L’esperienza di Sara in Marocco

Pubblicato il:

8 Lug 2015

Sono Sara. Ho 23 anni.

Lo scorso anno dopo aver seguito il percorso di formazione missionaria tenuto dai frati del centro Italia a Costano, vicino ad Assisi, sono partita per il Marocco.
La chiamavo esperienza missionaria pensandola come l’opportunità di poter portare gratuitamente a qualcuno quello che gratuitamente il Signore mi aveva per grazia donato. E invece come sempre il Signore sconvolge i tuoi piani e ti dona e si dona in maniera rinnovata. Rinnovate le modalità, rinnovata la meraviglia e rinnovata anche la fatica di stare davanti alla nostra piccola voglia di capire quello che non potremmo mai capire ma che dovremmo solo accogliere e benedire.

Stato islamico, terra di profumi e colori tanto diversi dai nostri, in Marocco ci hanno accolto le Suore Francescane Missionarie di Maria.
Il primo luogo dove abbiamo vissuto è stata Ouarzazate, cittadina nel sud del paese.
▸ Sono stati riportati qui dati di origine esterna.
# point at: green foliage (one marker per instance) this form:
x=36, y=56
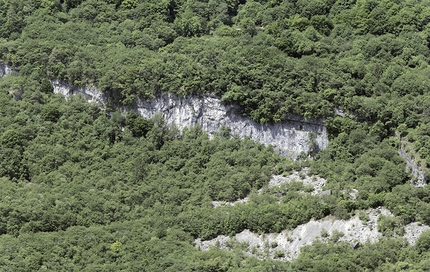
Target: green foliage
x=82, y=188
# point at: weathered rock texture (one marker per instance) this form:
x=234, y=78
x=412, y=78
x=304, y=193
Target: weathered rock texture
x=415, y=170
x=289, y=138
x=289, y=242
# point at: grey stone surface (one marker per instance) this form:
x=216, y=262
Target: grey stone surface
x=289, y=138
x=5, y=69
x=352, y=231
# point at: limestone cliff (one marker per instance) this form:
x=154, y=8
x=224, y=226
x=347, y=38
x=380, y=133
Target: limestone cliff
x=290, y=138
x=5, y=70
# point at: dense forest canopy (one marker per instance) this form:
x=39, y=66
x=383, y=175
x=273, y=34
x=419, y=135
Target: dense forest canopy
x=89, y=190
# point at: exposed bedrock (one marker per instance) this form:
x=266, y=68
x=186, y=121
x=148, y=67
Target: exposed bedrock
x=290, y=138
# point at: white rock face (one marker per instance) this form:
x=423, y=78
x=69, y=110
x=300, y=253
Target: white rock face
x=90, y=93
x=5, y=70
x=289, y=138
x=291, y=241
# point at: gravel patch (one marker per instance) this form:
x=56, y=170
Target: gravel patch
x=287, y=244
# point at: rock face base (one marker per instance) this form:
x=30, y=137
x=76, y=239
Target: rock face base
x=290, y=138
x=287, y=244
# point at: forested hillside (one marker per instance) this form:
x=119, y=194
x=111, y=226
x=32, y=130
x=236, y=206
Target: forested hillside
x=91, y=190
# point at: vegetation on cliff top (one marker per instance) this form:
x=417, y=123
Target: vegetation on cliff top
x=114, y=192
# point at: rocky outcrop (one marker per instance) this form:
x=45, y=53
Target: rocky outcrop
x=90, y=93
x=290, y=138
x=5, y=69
x=415, y=170
x=287, y=244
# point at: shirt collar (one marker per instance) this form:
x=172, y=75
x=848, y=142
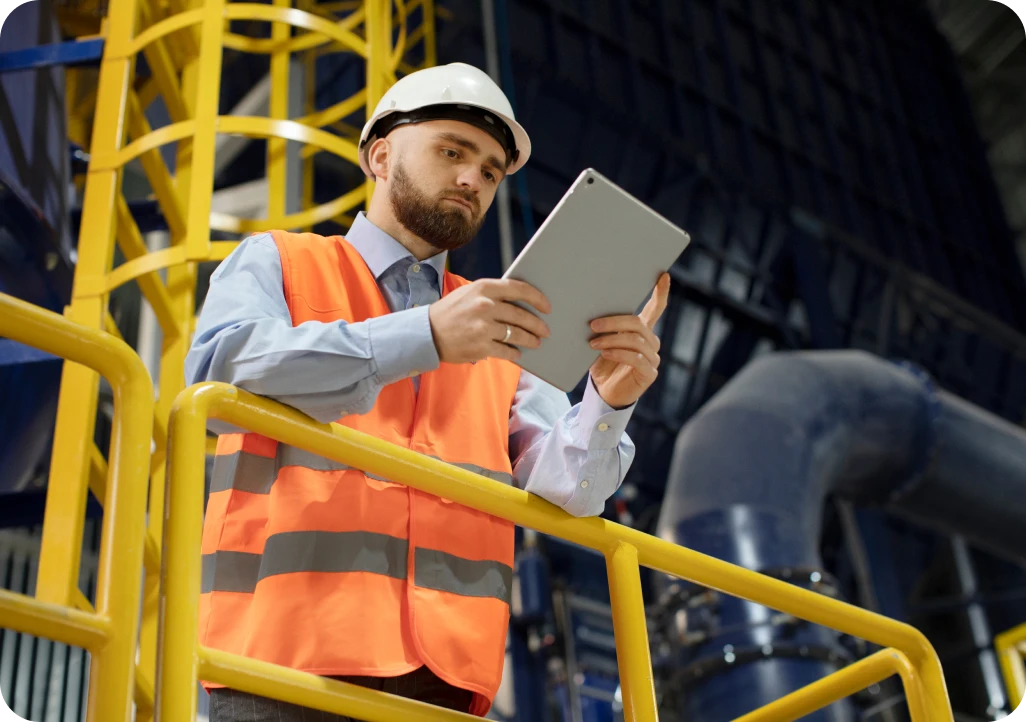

L'esperienza di Sara in Marocco 3

Qui le suore sono presenti da circa trent’anni, suor Francesca Leonardi, fino allo scorso anno superiora in Marocco, fu la prima ad arrivare. Dopo alcuni anni trascorsi a lavorare nei servizi sociali (tutti da inventare) della cittadina, dopo aver cercato di comprendere quali povertà vivessero quei fratelli, suor Francesca decise di aprire, con l’aiuto di alcuni marocchini, due associazioni (una è il centro Amnougar dove abbiamo fato servizio) che cercano, attraverso l’insegnamento di lavori manuali quali l’agricoltura, la falegnameria , la lavorazione della creta e la lavorazione dei metalli per creare gioielli, di rendere il più possibile autonome persone con disabilità fisiche e uditive.

L'esperienza di Sara in Marocco 5

Questa esperienza è quella che poi, nel nostro girovagare, abbiamo ritrovato anche a Meknes, città imperiale, dove invece l’associazione qui creata, oggi già totalmente in mano alla gestione marocchina, ha puntato e punta ancora all’inserimento delle donne nel mondo del lavoro con l’insegnamento di lavori manuali e attraverso la formazione scolastica e l’apprendimento delle lingue.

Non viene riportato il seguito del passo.